Big Bar Reaction Ferry - 080302
A reaction ferry is a ferry that uses the current of the river to propel the vessel across the river. The ferry consists of two steel pontoons with a wooden deck bridging them, to allow operation in rivers with strong currents. These vessels require overhead cables suspended from towers anchored on either bank of the river. A “traveler” is installed on the cable and the ferry is attached to the traveler by a bridle cable. To operate the ferry, the bridle cable is adjusted so that the pontoons are angled into the current causing the force of the current to move the ferry across the river.
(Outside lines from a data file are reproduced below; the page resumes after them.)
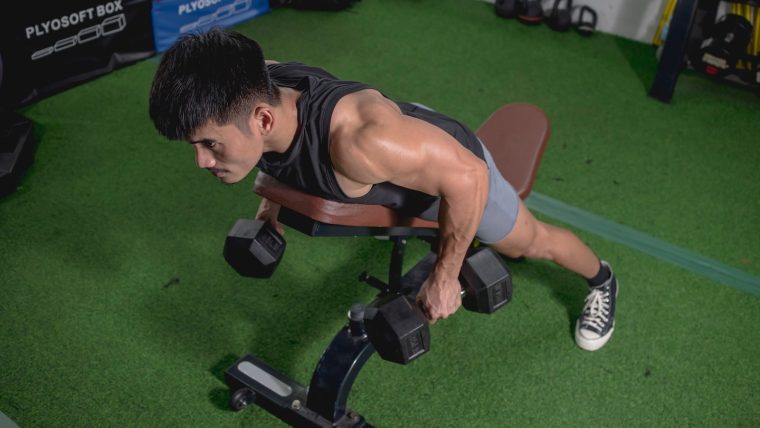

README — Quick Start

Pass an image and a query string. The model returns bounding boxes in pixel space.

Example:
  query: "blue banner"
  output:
[152,0,269,52]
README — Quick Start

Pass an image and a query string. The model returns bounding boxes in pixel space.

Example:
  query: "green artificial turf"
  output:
[0,0,760,428]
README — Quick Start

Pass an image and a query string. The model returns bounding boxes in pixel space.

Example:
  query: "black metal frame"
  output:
[225,207,437,427]
[649,0,760,102]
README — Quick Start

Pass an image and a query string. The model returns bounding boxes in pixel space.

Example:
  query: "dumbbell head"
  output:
[364,295,430,364]
[224,219,285,278]
[459,247,512,313]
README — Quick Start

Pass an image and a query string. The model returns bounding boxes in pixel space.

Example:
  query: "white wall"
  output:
[478,0,667,43]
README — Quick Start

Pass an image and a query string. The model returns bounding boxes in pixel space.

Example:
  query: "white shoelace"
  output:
[581,289,610,333]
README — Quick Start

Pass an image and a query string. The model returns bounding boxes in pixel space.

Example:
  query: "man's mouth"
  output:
[208,168,227,178]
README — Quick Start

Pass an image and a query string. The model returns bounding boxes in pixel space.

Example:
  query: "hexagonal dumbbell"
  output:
[224,219,285,278]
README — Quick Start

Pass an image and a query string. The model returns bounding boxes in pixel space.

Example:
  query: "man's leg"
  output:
[490,200,617,351]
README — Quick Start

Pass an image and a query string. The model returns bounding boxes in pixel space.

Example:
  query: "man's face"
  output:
[190,122,262,184]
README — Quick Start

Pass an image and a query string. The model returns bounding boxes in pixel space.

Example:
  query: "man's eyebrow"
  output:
[188,138,216,144]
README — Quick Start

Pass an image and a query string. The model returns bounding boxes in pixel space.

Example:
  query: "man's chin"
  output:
[219,175,240,184]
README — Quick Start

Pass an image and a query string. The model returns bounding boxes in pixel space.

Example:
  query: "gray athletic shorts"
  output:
[420,142,520,244]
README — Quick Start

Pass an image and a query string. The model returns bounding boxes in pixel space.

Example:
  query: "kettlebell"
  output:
[575,6,596,37]
[493,0,517,19]
[546,0,573,32]
[517,0,544,25]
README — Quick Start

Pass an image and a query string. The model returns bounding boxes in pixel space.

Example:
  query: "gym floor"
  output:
[0,0,760,428]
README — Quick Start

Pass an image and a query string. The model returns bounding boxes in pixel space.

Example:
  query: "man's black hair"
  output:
[149,28,279,140]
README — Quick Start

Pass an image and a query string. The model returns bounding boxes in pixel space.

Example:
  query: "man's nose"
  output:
[195,144,216,168]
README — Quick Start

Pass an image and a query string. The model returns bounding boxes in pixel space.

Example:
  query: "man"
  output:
[150,29,617,350]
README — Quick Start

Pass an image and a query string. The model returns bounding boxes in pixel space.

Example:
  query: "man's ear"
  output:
[248,103,274,136]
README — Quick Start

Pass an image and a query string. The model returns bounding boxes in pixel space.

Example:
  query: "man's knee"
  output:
[493,216,550,259]
[521,220,552,260]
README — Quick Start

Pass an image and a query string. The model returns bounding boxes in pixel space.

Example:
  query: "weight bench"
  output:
[225,103,550,427]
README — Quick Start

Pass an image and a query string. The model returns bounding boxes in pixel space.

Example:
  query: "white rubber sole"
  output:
[575,320,615,351]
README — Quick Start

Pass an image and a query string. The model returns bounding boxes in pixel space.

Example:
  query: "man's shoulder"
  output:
[330,89,401,142]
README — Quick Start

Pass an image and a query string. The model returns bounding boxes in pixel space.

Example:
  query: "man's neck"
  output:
[265,87,301,153]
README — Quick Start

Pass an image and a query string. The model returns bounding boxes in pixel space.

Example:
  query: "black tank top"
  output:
[258,62,483,215]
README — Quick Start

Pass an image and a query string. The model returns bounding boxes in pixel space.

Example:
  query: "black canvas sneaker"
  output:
[575,261,617,351]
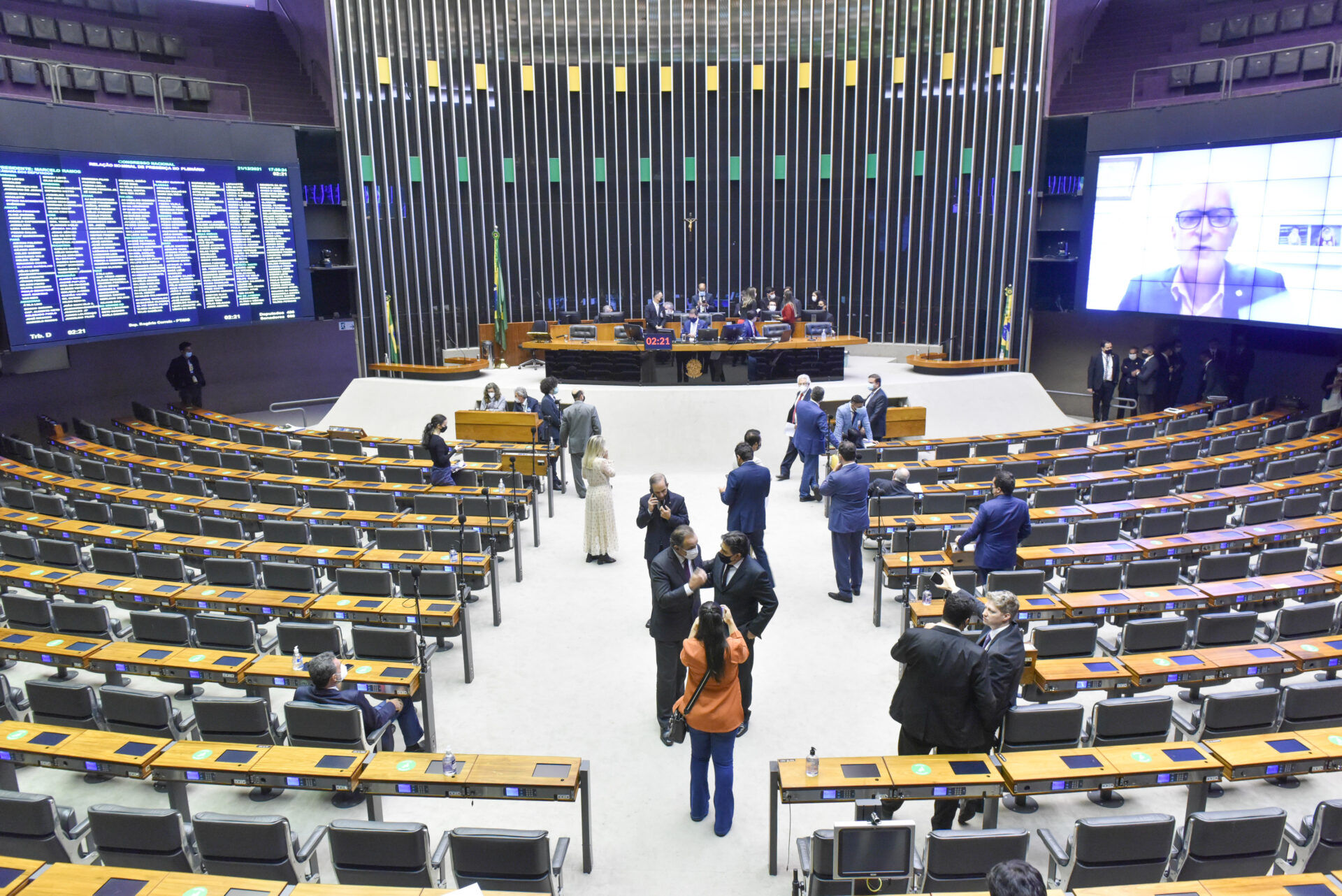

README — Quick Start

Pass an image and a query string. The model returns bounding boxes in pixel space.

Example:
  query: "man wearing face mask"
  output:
[168,342,205,407]
[294,652,424,753]
[1085,340,1118,423]
[648,526,709,747]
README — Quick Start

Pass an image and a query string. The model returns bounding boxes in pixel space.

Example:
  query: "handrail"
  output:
[268,396,340,428]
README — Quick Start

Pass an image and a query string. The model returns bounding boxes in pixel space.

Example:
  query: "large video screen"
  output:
[1085,140,1342,328]
[0,149,312,349]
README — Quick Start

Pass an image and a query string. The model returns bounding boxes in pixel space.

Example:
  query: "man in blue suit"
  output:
[294,651,424,753]
[821,440,871,604]
[792,386,839,500]
[718,441,774,584]
[955,470,1030,582]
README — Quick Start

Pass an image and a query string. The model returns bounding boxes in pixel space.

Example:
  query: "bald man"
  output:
[1118,184,1285,321]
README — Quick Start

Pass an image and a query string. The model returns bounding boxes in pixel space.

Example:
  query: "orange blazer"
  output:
[675,632,750,734]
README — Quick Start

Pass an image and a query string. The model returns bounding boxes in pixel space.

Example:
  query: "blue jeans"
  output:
[690,728,737,837]
[801,451,820,498]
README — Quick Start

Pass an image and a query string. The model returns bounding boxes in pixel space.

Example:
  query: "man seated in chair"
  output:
[294,651,424,753]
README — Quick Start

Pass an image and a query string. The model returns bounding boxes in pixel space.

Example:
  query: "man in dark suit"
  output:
[705,530,779,738]
[955,470,1030,582]
[792,386,839,500]
[294,652,424,753]
[867,373,890,441]
[1085,340,1118,423]
[718,441,773,584]
[635,473,690,569]
[820,441,871,604]
[648,526,709,747]
[884,591,997,830]
[168,342,205,407]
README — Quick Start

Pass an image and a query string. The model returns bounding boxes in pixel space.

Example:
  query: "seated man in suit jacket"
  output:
[718,441,773,584]
[294,651,424,753]
[884,591,997,830]
[635,473,690,568]
[705,530,779,738]
[648,526,709,747]
[955,470,1031,582]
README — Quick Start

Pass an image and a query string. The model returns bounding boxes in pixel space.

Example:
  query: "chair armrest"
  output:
[294,825,326,862]
[550,837,569,877]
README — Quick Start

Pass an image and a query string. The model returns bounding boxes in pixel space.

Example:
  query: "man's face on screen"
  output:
[1170,184,1239,283]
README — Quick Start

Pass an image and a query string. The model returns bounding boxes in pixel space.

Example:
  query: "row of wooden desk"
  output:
[769,728,1342,874]
[0,722,592,872]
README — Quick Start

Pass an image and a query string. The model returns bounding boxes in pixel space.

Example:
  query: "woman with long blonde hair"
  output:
[582,435,620,563]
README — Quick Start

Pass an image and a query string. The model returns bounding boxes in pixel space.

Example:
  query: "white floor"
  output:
[6,359,1338,896]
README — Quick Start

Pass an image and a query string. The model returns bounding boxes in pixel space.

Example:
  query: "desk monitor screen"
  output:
[950,759,988,775]
[1063,756,1103,769]
[317,756,354,769]
[28,731,70,747]
[117,740,154,756]
[92,877,149,896]
[835,822,914,880]
[531,762,573,778]
[839,762,881,778]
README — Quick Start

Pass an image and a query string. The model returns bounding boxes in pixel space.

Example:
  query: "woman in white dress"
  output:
[582,436,620,563]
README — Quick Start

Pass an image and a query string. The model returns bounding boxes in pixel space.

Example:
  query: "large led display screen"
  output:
[1085,140,1342,328]
[0,149,312,349]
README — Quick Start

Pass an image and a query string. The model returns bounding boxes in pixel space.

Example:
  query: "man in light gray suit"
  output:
[560,389,601,498]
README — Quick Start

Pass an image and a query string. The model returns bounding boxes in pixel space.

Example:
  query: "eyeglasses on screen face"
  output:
[1174,208,1234,231]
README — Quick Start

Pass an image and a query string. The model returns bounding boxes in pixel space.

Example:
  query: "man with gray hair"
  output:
[294,651,424,753]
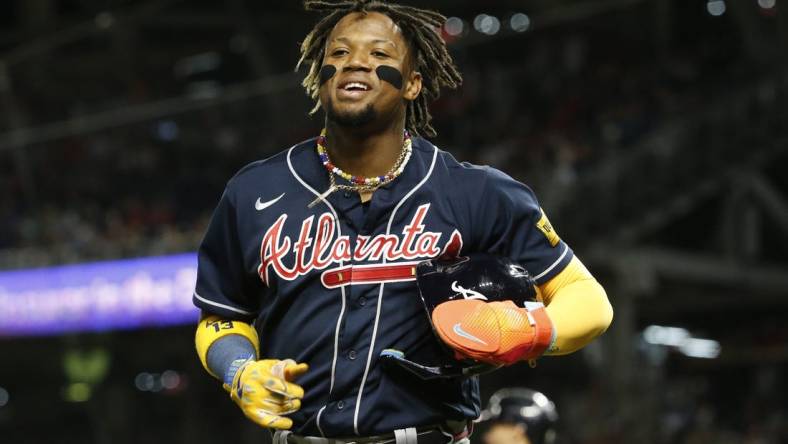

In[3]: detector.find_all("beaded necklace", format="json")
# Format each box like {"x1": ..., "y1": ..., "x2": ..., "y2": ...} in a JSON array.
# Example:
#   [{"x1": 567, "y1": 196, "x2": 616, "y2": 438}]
[{"x1": 308, "y1": 129, "x2": 413, "y2": 208}]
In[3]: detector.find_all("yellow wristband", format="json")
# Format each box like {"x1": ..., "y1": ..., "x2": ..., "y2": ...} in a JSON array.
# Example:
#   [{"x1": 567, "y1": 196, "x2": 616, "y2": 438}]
[{"x1": 194, "y1": 315, "x2": 260, "y2": 379}]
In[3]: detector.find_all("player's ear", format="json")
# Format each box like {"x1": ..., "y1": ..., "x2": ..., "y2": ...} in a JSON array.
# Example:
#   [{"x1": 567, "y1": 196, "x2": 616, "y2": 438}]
[{"x1": 403, "y1": 71, "x2": 421, "y2": 102}]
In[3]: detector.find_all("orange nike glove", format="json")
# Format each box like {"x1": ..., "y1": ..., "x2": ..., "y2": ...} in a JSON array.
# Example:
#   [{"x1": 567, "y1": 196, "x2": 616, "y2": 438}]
[{"x1": 432, "y1": 299, "x2": 555, "y2": 365}]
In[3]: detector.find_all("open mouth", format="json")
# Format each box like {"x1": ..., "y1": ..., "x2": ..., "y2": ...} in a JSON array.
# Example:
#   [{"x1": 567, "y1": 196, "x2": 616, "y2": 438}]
[{"x1": 339, "y1": 81, "x2": 372, "y2": 92}]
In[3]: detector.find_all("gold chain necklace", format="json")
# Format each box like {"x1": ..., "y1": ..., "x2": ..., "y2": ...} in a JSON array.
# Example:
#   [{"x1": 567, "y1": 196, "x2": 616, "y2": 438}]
[{"x1": 308, "y1": 129, "x2": 413, "y2": 208}]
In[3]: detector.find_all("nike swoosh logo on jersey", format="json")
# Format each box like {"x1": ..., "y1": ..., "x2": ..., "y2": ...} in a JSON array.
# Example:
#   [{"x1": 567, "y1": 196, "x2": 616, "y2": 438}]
[
  {"x1": 254, "y1": 193, "x2": 285, "y2": 211},
  {"x1": 452, "y1": 322, "x2": 487, "y2": 345}
]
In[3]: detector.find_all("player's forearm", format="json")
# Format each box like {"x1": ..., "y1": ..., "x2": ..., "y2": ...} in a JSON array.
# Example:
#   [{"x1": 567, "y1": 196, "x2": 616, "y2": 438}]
[{"x1": 546, "y1": 277, "x2": 613, "y2": 355}]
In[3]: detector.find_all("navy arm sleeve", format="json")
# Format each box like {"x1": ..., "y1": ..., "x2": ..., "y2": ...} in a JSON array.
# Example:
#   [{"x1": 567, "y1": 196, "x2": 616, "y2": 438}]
[
  {"x1": 193, "y1": 185, "x2": 261, "y2": 320},
  {"x1": 474, "y1": 167, "x2": 573, "y2": 284}
]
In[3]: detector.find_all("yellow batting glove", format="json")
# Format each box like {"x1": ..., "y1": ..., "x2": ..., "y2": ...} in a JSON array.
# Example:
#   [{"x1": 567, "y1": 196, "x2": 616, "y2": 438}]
[{"x1": 224, "y1": 359, "x2": 309, "y2": 429}]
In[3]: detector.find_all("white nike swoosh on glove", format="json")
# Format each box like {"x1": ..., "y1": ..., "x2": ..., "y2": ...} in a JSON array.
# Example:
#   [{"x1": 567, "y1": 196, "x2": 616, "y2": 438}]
[{"x1": 452, "y1": 322, "x2": 487, "y2": 345}]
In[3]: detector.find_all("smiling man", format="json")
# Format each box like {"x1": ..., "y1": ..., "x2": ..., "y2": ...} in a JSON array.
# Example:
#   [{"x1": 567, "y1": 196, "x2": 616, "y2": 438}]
[{"x1": 194, "y1": 1, "x2": 612, "y2": 444}]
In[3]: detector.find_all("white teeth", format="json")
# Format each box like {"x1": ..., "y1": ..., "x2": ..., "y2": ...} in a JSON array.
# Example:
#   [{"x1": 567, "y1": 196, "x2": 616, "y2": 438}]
[{"x1": 345, "y1": 82, "x2": 369, "y2": 91}]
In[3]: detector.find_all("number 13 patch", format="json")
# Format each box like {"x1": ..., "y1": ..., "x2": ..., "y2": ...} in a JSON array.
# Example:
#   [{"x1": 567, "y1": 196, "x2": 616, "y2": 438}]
[{"x1": 536, "y1": 208, "x2": 561, "y2": 247}]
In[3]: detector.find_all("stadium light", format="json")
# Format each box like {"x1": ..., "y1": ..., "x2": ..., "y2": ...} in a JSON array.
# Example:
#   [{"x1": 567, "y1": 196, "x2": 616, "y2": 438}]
[{"x1": 706, "y1": 0, "x2": 727, "y2": 17}]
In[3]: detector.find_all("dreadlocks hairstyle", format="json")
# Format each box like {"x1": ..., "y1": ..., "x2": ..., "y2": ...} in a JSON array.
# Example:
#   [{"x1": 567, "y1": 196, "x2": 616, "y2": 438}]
[{"x1": 296, "y1": 0, "x2": 462, "y2": 137}]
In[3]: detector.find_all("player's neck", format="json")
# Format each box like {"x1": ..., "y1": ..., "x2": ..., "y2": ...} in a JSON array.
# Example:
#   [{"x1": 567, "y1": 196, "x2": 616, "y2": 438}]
[{"x1": 326, "y1": 122, "x2": 404, "y2": 177}]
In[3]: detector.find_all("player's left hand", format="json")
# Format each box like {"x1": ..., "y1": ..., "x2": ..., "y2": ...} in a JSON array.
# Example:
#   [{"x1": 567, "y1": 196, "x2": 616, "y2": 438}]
[
  {"x1": 225, "y1": 359, "x2": 309, "y2": 429},
  {"x1": 432, "y1": 299, "x2": 555, "y2": 365}
]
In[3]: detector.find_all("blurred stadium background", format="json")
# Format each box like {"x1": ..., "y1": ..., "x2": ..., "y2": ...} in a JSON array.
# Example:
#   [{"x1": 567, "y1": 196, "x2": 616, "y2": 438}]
[{"x1": 0, "y1": 0, "x2": 788, "y2": 444}]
Big Bar is the site of British Columbia’s first aerial ferry or tramway, and a reaction ferry has been in service here since 1894. In those days there was a small population of ranchers on the west side of the river. After an accident destroyed one of the reaction ferries, a rancher hooked a chair onto the overhead cable and pulled himself across with his arms. The aerial portion was then constructed here in the early 1920s. Local storytellers say that before the aerial portion was constructed, ranchers were known to hang from the cable and traverse across using the strength of their arms. Winter dances at the Big Bar (Howling Dog) Community Hall across the river were the possible incentive!
At one time there were over thirty reaction ferries in operation on the rivers of British Columbia, although mostly on the Fraser and Thompson Rivers. Today, only a few remain in operation.
The Big Bar ferry crossing time is ten minutes and its capacity is two vehicles and twelve passengers. There is no crossing fee. The schedule is “on demand” from 7:00 am to 7:00 pm, except for a noon to 1:00 pm lunch break and 5:00 pm to 6:00 pm supper break. The ferry is closed over the winter. The aerial tramway, for passengers only, operates when the river water is low or icy.
If you choose to take the ferry across to the west side of the Fraser and travel on to Lillooet, a very slow 64 km, be sure you start out early, have food, water and a dependable four wheel drive vehicle. The vistas are unique and spectacular and worth every hair-pin curve and white-knuckle minute! This route should be taken on a clear day between July and early October. Have your camera ready and bring a picnic lunch to be enjoyed at one of the many scenic picnic areas between the turn off and Lillooet. Alternatively, you could arrange with the ferry operator to bring you back across the river. The ferry operator’s post is the house you can see on the hill above the ferry slip. He will generally come down the driveway to greet you as you approach the ferry.
The original Big Bar Ferry ran directly from the mouth of Big Bar Creek, it is now a mile or so north of its original location.